Search code examples
pythonproxytwistedscrapy

Scrapy Timeouts and Twisted.Internet.Error


Running Scrapy with Proxies but there are times when the crawl runs into the errors below at the end of the run and causes the crawl finish time to be delayed by 10+ seconds. How can I make it so that if Scrapy runs into these errors at any point, it is ignored/passed completely and immediately when detected so that it doesn't waste time stalling the entire crawler?

RETRY_ENABLED = False (Set in settings.py already.)

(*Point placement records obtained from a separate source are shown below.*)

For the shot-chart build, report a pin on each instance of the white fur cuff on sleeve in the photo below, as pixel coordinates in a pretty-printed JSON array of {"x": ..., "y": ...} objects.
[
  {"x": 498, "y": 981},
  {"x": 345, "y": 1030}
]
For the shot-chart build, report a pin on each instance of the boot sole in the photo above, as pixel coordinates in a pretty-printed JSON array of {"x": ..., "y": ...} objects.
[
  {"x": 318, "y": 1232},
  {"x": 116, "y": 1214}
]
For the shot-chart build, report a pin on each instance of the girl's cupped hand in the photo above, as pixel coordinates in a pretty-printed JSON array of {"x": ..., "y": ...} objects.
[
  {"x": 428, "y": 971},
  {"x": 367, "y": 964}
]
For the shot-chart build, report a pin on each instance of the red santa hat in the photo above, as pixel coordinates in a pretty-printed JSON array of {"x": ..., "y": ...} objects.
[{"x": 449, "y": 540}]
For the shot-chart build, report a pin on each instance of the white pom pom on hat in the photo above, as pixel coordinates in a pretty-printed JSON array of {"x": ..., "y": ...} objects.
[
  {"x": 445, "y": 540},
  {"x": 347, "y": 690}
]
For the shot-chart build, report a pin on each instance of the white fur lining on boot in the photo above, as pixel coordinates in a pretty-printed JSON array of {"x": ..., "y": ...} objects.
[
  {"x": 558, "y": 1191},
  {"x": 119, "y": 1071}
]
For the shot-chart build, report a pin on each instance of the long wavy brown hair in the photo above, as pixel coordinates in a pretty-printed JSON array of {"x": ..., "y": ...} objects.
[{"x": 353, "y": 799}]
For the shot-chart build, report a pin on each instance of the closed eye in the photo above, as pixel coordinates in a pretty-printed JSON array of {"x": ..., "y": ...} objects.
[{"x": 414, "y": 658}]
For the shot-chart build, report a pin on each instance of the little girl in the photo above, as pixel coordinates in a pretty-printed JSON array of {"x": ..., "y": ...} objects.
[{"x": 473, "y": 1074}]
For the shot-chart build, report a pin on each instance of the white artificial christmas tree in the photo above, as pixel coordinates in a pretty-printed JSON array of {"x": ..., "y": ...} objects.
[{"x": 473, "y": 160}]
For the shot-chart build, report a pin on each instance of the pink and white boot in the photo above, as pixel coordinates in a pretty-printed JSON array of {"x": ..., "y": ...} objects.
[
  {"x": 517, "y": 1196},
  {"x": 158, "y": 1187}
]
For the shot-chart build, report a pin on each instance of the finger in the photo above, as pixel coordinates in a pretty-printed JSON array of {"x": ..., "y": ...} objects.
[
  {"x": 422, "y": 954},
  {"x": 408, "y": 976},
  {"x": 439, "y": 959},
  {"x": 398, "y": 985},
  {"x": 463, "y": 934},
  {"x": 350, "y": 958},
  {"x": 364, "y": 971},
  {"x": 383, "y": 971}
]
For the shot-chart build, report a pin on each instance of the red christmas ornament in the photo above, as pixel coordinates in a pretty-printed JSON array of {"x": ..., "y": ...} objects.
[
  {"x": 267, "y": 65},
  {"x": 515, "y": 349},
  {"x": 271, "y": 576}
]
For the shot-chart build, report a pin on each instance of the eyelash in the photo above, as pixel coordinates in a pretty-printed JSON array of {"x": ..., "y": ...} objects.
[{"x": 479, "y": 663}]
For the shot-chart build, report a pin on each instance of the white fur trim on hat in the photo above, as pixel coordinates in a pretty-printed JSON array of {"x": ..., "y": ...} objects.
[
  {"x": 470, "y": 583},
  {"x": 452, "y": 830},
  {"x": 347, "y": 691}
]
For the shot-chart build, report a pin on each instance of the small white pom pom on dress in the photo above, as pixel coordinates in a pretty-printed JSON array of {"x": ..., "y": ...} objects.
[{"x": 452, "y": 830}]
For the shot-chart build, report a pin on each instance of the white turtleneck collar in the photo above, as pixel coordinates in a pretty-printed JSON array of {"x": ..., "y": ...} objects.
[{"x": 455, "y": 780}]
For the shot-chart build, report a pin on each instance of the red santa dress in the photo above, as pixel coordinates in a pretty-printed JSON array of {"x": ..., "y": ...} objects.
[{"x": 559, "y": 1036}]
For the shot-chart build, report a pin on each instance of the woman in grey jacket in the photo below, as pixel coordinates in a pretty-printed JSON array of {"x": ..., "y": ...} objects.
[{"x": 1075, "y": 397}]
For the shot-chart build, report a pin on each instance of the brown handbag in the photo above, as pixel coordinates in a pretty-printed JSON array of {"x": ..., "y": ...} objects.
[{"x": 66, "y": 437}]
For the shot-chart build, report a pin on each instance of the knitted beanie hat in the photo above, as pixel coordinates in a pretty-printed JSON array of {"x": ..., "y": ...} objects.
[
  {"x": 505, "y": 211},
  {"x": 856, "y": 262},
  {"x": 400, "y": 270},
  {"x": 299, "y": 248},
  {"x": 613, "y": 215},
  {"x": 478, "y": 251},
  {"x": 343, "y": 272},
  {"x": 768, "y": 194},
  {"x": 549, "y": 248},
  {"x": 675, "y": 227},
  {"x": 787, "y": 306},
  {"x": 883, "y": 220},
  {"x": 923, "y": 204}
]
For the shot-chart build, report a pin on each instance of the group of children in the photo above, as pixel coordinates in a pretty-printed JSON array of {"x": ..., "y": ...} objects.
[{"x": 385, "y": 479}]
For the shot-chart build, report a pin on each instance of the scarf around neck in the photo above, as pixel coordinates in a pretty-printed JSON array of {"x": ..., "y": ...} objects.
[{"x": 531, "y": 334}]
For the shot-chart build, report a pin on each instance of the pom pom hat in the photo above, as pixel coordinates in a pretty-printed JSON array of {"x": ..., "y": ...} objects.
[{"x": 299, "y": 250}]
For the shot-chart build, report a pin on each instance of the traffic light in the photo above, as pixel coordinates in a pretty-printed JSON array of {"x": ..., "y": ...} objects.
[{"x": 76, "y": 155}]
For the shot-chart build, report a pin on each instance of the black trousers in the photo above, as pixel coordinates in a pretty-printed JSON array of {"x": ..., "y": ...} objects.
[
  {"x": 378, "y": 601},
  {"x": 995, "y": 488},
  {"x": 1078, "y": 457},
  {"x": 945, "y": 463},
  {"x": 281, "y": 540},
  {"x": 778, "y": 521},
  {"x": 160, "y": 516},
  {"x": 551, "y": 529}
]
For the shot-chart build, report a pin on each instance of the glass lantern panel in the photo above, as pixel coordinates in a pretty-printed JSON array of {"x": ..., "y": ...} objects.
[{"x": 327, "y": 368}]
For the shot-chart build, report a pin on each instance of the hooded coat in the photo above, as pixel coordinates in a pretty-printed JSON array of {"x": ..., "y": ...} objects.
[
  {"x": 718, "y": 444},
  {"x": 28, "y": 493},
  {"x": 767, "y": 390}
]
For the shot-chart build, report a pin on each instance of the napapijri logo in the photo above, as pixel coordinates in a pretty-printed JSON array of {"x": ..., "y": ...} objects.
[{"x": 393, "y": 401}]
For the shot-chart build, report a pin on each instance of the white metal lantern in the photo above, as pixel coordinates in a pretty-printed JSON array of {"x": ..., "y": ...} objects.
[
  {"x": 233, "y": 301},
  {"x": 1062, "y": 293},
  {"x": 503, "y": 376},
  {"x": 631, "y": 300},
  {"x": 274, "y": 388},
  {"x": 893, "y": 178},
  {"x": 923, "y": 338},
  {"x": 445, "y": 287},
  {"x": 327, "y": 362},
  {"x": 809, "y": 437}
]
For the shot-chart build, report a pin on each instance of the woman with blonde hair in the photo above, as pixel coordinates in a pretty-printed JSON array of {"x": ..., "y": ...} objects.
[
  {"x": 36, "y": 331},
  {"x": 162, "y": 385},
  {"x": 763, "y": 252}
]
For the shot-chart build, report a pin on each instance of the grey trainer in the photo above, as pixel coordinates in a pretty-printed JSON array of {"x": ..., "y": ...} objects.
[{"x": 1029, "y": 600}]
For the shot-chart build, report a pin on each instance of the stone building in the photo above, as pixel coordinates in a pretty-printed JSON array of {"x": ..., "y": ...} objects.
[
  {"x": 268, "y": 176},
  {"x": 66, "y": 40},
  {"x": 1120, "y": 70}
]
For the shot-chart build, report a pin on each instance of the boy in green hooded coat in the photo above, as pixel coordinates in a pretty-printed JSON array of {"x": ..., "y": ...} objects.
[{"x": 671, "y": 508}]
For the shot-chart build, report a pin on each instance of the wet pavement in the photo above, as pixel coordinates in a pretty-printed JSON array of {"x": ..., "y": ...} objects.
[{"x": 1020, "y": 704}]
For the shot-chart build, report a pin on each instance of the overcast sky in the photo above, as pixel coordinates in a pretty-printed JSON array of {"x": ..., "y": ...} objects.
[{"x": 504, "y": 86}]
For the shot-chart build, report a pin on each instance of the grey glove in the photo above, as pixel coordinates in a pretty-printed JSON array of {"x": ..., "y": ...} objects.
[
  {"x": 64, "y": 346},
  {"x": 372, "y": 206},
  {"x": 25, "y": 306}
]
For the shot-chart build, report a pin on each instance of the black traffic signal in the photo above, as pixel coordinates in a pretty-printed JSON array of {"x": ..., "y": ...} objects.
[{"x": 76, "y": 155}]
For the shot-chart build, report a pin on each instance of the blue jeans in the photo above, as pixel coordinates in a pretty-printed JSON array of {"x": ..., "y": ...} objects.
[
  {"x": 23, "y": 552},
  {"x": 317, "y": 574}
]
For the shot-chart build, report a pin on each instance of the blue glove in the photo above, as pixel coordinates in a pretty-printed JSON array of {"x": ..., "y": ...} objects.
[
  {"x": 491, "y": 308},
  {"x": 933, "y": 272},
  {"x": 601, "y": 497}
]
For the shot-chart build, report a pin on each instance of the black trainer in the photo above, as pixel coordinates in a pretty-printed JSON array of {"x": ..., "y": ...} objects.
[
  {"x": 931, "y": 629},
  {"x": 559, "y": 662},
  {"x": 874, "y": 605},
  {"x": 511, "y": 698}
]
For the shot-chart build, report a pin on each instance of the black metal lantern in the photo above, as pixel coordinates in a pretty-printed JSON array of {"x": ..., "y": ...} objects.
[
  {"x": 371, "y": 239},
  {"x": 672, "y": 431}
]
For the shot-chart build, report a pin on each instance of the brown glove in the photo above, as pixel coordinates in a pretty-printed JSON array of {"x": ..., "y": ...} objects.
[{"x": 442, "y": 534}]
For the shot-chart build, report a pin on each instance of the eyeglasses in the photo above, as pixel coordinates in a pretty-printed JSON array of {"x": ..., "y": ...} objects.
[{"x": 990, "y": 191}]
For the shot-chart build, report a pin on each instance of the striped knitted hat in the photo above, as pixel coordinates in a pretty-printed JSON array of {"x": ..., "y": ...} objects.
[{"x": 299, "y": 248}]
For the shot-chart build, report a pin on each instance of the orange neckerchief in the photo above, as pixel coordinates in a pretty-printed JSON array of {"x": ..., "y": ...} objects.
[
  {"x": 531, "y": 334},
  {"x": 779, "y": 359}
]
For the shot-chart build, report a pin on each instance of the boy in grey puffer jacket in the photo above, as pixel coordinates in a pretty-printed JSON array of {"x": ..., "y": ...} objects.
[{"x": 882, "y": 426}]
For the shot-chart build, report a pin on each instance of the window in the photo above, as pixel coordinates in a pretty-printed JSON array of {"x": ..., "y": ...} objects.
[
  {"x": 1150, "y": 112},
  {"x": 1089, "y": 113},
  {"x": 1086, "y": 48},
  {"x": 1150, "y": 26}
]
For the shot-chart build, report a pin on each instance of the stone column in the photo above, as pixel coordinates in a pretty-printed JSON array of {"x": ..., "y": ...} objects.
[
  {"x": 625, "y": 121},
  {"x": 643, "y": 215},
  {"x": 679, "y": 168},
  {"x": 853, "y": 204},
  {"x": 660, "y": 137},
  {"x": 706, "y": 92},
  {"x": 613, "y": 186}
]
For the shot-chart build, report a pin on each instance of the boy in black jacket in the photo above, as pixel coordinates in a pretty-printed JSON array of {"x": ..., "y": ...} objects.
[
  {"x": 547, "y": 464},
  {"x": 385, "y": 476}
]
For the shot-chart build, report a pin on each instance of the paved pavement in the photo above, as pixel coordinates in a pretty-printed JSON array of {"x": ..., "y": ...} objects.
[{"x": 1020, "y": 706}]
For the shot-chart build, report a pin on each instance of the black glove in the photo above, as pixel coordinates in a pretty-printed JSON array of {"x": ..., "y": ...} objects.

List of urls in request. Many proxies set to https:// rather than http, wanted to mention incase, although for almost all cases https works, so I doubt it is strictly about https vs http being set.

But still get:

Error 1:

  • 2019-01-20 20:24:02 [scrapy.core.scraper] DEBUG: Scraped from <200>
  • ------------8 seconds spent------------------
  • 2019-01-20 20:24:10 [scrapy.proxies] INFO: Removing failed proxy
  • 2019-01-20 20:24:10 [scrapy.core.scraper] ERROR: Error downloading
  • Traceback (most recent call last):
  • File "/usr/local/lib64/python3.7/site-packages/scrapy/core/downloader/middleware.py", line 43, in process_request defer.returnValue((yield download_func(request=request,spider=spider)))
  • scrapy.core.downloader.handlers.http11.TunnelError: Could not open CONNECT tunnel with proxy ukimportantd2.fogldn.com:10492 [{'status': 504, 'reason': b'Gateway Time-out'}]

Error 2:

  • 2019-01-20 20:15:46 [scrapy.proxies] INFO: Removing failed proxy
  • 2019-01-20 20:15:46 [scrapy.core.scraper] ERROR: Error downloading
  • ------------12 seconds spent------------------
  • 2019-01-20 20:15:58 [scrapy.core.engine] INFO: Closing spider (finished)
  • Traceback (most recent call last):
  • File "/usr/local/lib64/python3.7/site-packages/scrapy/core/downloader/middleware.py", line 43, in process_request defer.returnValue((yield download_func(request=request,spider=spider)))
  • twisted.web._newclient.ResponseNeverReceived: [twisted.python.failure.Failure twisted.internet.error.ConnectionLost: Connection to the other side was lost in a non-clean fashion: Connection lost.]

Error 3:

  • Traceback (most recent call last):
  • File "/usr/local/lib64/python3.7/site-packages/scrapy/core/downloader/middleware.py", line 43, in process_request defer.returnValue((yield download_func(request=request,spider=spider)))
  • twisted.web._newclient.ResponseNeverReceived: [twisted.python.failure.Failure twisted.internet.error.ConnectionLost: Connection to the other side was losection lost.]

Solution

  • How can I make it so that if Scrapy runs into these errors at any point, it is ignored/passed completely and immediately when detected

    That is already the case. The proxies are either causing the error after a few seconds instead of instantly, or directly timing out.

    If you are not willing to wait, you could consider decreasing the DOWNLOAD_TIMEOUT setting, but responses that used to take long but work may start timing out.

    A better approach may be to switch to better proxies, or consider a smart proxy (e.g. Crawlera).